Ellen smiled and shook her head again. “My love for you, Gene, grows each and every time I see you … but you can still piss me off sometimes.”
“What? What did I do?”
“You said you’d ‘think about it.’ That means you’re just humoring me.”
He scratched the back of his neck. He hated it when she saw right through him like this, but given his choice of words, it was entirely his fault this time. “Look, you just don’t know Jill very well, love. If I threatened her, it might make her screw us over for sure.”
“Well, since money seems to be our only obstacle left standing, it stands to reason that you should do whatever you can to get it.”
“Actually, it’s not our only obstacle. Having a hefty budget would be great, but we would still need a mage willing enough to cast the spell.”
“The Rending Spell,” Ellen said, reciting the name as tenderly as one would the name of a famous jewel. “Have you been talking to any mages about it?”

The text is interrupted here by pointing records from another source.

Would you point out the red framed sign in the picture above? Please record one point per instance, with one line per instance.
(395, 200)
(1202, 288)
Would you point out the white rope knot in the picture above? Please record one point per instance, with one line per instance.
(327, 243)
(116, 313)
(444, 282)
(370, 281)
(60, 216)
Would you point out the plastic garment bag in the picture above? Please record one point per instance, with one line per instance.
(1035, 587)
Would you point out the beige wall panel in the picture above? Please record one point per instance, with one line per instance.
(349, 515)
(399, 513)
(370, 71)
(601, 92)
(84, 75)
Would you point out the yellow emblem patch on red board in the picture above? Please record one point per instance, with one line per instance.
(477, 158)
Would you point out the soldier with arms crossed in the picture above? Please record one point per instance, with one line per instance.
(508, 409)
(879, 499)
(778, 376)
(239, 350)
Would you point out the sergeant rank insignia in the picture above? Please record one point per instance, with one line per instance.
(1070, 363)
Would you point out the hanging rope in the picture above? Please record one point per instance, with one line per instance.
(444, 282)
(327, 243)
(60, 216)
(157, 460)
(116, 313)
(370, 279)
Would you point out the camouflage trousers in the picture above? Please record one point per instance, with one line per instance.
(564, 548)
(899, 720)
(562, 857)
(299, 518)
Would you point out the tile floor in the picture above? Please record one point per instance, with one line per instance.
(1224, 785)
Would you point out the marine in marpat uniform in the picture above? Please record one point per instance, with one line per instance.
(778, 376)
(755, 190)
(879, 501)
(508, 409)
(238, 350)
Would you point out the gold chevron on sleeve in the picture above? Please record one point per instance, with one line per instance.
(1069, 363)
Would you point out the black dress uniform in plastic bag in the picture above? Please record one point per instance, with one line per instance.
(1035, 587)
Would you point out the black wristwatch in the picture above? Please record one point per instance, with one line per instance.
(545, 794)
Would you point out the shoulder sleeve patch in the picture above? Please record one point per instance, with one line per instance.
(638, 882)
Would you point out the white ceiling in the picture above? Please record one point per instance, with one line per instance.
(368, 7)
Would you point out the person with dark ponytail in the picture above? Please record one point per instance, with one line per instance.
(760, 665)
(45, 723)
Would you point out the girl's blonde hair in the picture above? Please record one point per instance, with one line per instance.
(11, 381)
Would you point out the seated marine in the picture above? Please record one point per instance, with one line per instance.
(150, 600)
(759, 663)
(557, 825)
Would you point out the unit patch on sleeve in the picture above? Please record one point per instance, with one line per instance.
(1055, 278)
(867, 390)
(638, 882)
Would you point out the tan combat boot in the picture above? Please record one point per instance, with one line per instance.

Gene stifled the urge to laugh. “My dear, I haven’t even begun … and even if I did, I wouldn’t do the asking myself. If you were to say ‘Rending Spell’ in a community of mages, you’d run the chance of getting chased right out of town. Finding the right person won’t be easy. He or she would have to be both naïve and powerful. If you’re naïve, then you’re young; if you’re powerful, then you’re old. There’s virtually no middle ground.”
“What was it you once said to me?” Ellen asked, running her fingers down a lock of hair. “‘Whatever’s hard is worth doing?’”
“‘Whatever’s worth doing is never easy.’ Close enough, and it’s absolutely true. I’ll find someone, don’t you worry.”
“I suggest you find someone young—someone who shows promise.”
“And then wait till he gets powerful? That’ll take a long time.”
“Don’t worry about the wait. Trust me, it will work out.” When Ellen was in mid-sentence, she started to disappear. “You’re fading. Remember, find someone young—a black mage.”
Gene reached out a hand. “Yes, Ellen. I love you!”
“And I lo—”
She was gone, replaced by Gene’s own startled reflection. His heart sank a little, frustrated at how the time had seemed to fly by. Still, he had seen her again, and it had lifted his spirits. True, she had made him squirm a little, but it was one thing he loved about her because it made the two of them alike. He was primarily a lawyer, after all; it was partly his job to make supposed eyewitnesses squirm on the stand. He pictured Ellen as a lawyer herself and chuckled.
As he blew out the candles, he thought of her last words: Find someone young. Well, that was easy enough. There was certainly one kind of place where promising young mages gathered.